Quiz 3-7 questions with explanations
List of relevant midterm questions

Chapter 4 - Fundamentals of Software Design

Software Design: the creative process of transforming a problem described by the requirements specification into a software solution
- High-Level Design
  - software architecture
  - overall structure
  - relations among components
  - properties of components/relations
- Low-Level Design
  - logical, detailed design of individual components
Software design is a heuristic, sloppy process
- a good solution may only be subtly different from a poor one
In agile development, software design is seldom a separate phase as in the waterfall model
- intertwined with other activities
- developers make many design decisions while coding

Basic Design Principles

Modularity: software design should be modularized.
Cohesion: software modules should aim for high cohesion.
Coupling: software modules should aim for loose coupling.
Encapsulation: software modules should encapsulate data and related operations.
Information Hiding: software modules should hide implementation details from their clients.
Separation of Concerns: software modules should separate different concerns into distinct modules such that each module addresses one concern.

Modularity

Modularity

The degree to which the components of a system are separated.

A modular design divides complex software into uniquely named components (modules), which supports the "divide and conquer" approach for solving a complex problem by breaking it into manageable modules.
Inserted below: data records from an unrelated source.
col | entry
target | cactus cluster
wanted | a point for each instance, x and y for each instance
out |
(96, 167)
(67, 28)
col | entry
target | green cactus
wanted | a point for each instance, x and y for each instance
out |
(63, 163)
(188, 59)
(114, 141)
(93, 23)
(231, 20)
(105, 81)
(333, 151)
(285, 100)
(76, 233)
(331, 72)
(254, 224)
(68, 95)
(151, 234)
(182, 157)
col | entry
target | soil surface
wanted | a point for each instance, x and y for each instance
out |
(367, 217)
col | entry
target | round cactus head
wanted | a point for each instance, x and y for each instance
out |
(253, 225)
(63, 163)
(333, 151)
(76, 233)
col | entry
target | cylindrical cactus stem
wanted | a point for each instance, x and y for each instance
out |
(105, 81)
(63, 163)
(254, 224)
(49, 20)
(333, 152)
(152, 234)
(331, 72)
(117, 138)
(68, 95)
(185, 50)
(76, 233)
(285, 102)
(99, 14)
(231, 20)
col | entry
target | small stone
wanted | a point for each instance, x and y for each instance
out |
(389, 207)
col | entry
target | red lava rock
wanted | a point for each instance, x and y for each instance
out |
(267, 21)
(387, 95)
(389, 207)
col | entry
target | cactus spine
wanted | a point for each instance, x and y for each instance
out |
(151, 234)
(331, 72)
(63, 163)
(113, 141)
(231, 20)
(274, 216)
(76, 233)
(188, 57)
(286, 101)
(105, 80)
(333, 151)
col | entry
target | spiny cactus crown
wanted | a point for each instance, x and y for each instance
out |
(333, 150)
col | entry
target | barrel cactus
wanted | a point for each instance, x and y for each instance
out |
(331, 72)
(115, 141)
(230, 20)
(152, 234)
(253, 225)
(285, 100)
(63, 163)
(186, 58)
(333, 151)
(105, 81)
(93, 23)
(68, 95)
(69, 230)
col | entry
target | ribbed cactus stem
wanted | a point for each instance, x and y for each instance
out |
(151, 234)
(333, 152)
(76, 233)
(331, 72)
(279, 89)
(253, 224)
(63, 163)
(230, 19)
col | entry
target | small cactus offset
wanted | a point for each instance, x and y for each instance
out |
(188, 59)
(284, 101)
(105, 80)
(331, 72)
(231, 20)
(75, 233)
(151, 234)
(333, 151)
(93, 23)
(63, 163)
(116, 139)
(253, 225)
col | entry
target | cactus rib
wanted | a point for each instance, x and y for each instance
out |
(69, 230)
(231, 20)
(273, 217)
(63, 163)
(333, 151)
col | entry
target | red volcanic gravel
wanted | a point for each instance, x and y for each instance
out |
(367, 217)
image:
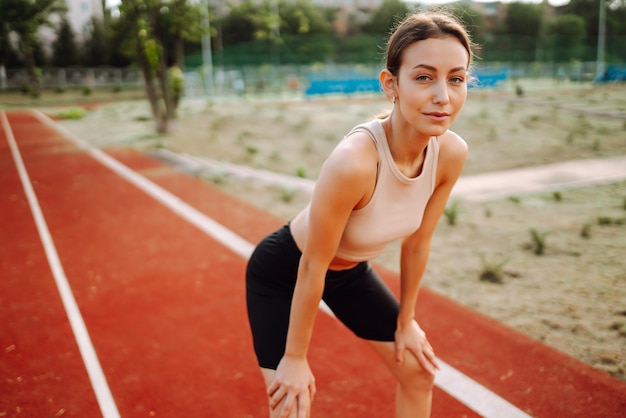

Main mechanism for software modularization:

methods/functions
classes
interfaces
packages

Drawbacks to non-modularized code:

inflexible to changes in requirements
code snippets aren't reusable
code isn't unit-testable

Primary concerns of modular design:

decomposability
- the extent to which the problem can be broken into sub-problems with simple relations
composability
- the extent to which the modular solutions to the sub-problems can be assembled as a solution to the whole problem
adaptability
reusability
discontinuity
- deletion of a module should not affect other modules
continuity
- a requirements change affects as few modules as possible

In general, a modular design should comply with the Open-Closed Principle. It should make modules testable and confine runtime exceptions and errors to very few modules from a QA perspective.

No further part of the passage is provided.